To repeat, simplicity is not the only, or even primary, key to memorability. A subtle sense of harmony and voice-leading, even in an atonal context, is very important, and not many 12-tone composers managed that; the Italians, Dallapiccola, Maderna, and Nono, were superb in that regard, and underrated. I feel that Boulez’s sense of harmony in Le marteau, and Carter’s in the music from Variations on, were extremely weak. And though I may have strayed far from my original point, I do think this is at least partly related to a refusal to anchor the music in simple pitch cells. Thus my too-dismissive attitude toward Boulez and Carter: not simply that their music leaves me cold, nor that they’ve wielded more power in the music world than they deserve, nor yet that they became emblematic of a gray, bureaucratic music (though that’s all true), but that I invested many years of enthusiasm in both of them – and they disappointed me.

Comments

  1. Hassan says

    Well said about Boulez’s Second Sonata. I’ve been recently listening to it a lot (on repeat), forcing myself to make sense of it and you know what, slim pickings. Episodal moments of understanding, maybe the last movement is interesting, but by and large, not really worth the effort. iTunes says I’ve listened to it 15 times (not counting times on my iPod), and I can’t even remember how it starts.
    It’s a matter of interest to me of the procedural conceits of composers. They make a big deal of an abstract, very clever process that defies appreciation of the ears.

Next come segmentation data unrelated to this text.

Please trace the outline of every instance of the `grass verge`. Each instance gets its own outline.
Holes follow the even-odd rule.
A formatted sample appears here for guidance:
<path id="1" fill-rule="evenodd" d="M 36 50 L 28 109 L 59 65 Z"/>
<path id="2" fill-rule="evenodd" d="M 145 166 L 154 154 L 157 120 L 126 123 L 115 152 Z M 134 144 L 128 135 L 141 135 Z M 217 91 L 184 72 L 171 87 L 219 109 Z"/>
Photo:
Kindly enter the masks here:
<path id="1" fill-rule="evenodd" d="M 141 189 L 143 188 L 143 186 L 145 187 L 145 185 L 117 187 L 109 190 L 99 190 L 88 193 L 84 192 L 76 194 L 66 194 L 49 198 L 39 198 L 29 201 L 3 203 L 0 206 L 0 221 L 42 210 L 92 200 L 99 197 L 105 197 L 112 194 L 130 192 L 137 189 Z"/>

Never mind the clever manipulations of Nancarrow and Ives that yield thankless minutes of listening, even something’s amiss Bach’s Kunst der Fuge: there are many unmusical moments (and I dare I say unmusical fugues) in there simply because he was writing what seems to be a musical textbook and didn’t want to get distracted by musical diversions. I find some as incomprehensible as Boulez’s No. 2, yet some swear by them. Is it my fault, theirs, or Bach’s? Who knows?

  2. Vadim says

    You certainly made as much of a case for your aesthetic judgment on these two composers as one ever could. I found your explanation very illuminating.
    Incidentally, there is this widespread annoying attitude that every composition by a composer generally regarded as “important” (or “genius”) is worthy of admiration, love and respect. This is certainly not the case with Carter – whose Symphonia, Variations, Concerto for Orchestra, Piano Concerto and Clarinet Concerto I love and admire greatly, but whose Double Concerto I dislike even more than you do.
    Nor has it ever been the case with other “great” composers. At least a dozen of Mozart’s early symphonies are simply junk to my ears. A good many of Bach Cantatas are so sugar-laden as to give me aural diabetes. Beethoven’s Grosse Fuge is about the ugliest piece of music ever written (and it makes either of Schoenberg’s two concertos sound like a sweet nursery song). And so on for just about any composer I can think of.
    So your attitude toward Carter and Boulez struck me as the voice of reason itself: you love those pieces that grew on you over time (and after investment of patience, attention and analytic skills), and you dismiss those that failed to do so.
    If only every music critic exhibited such high level of aesthetic sanity.

  3. Nathan Robinson says

    Interesting blog…I found it because I went to a Carter 100th concert last night in LA which prompted me to google “eliot carter overrated”, of which this post was the 5th choice. The piece that led me to such a search was Penthode…a piece for a largeish chamber group.